Nadya Züger, José Gastón Guzmán, Alice Krapf und Yana Yankova haben ihre Kindheit in einem anderen Land verbracht und sind im Lauf ihres Lebens auf höchst unterschiedliche Art und Weise in die Schweiz und zu den VBZ gekommen. Hier in Zürich hat inzwischen jede dritte Einwohnerin und jeder dritte Einwohner einen ausländischen Pass. Diese kulturelle Vielfalt spiegelt sich nicht nur in der Stadt, sondern auch bei deren Verkehrsbetrieben: 2313 Menschen aus rund 50 Nationen sind für das «blau-weisse» Unternehmen tätig und helfen mit, den VBZ eine weltoffene Identität zu geben. Alle diese Mitarbeiterinnen und Mitarbeiter haben ihre ureigene, mal zauber- und mal schicksalhafte Geschichte erlebt. Nadya, Gastón, Alice und Yana haben sie uns erzählt.
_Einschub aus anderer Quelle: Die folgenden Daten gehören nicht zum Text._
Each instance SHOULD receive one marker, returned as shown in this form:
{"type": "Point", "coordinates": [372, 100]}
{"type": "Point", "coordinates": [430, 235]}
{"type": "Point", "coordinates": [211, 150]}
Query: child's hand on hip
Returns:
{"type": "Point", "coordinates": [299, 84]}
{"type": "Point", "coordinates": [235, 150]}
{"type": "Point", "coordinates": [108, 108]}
Vom klimatisierten Auto zum ÖV-Fan
«Der Umzug von St. Petersburg nach Texas war ein Kontrastprogramm. Im kalt-feuchten Sumpfgebiet, auf dem das frühere Leningrad gebaut und wo meine ganze Verwandtschaft zu Hause ist, war ich meine ersten Lebensjahre oft kränklich. Das hat sich danach bei den Temperaturen um die 40 Grad Celsius schlagartig geändert. Dafür gab es in Texas kein Kulturangebot für Kinder. Der Besuch von Kindertheatern, Museen, Opern war fester Bestandteil meiner Kindheit in Russland und fehlte insbesondere meiner Mutter sehr. Ich fand es toll in Texas, auch als ich in College Station gewohnt habe. College Station ist die Heimat der Texas A&M University und mit 45 000 Studenten einer der grossen Campus in Amerika. Zu dieser Zeit war ich dankbar, ein Auto mit einer Klimaanlage zu haben, um von einem Gebäude zum anderen zu gelangen. Die Hitze, die dort herrscht, wäre sonst unerträglich gewesen. Seit meiner Anstellung bei den SBB von 2012 bis 2017 bin ich ein totaler ÖV-Fan und nutze für meine Reisen und Ausflüge in der Schweiz nur noch Züge, Busse und selbstverständlich Trams. Bei einem Austauschsemester in Deutschland habe ich meinen heutigen Ehemann, einen Schweizer, kennen gelernt und bin ihm in seine Heimat gefolgt. Ich gebe es zu: Damals habe ich die Schweiz noch mit Schweden verwechselt. Wenn ich meiner Familie erzähle, dass das Velo mein Hauptverkehrsmittel ist, um zur Arbeit zu kommen, sind sie erstaunt. In den USA und in Russland ist dies völlig undenkbar. Teil einer direkten Demokratie zu sein, empfinde ich als unglaubliches Privileg – und es macht mich sehr stolz.»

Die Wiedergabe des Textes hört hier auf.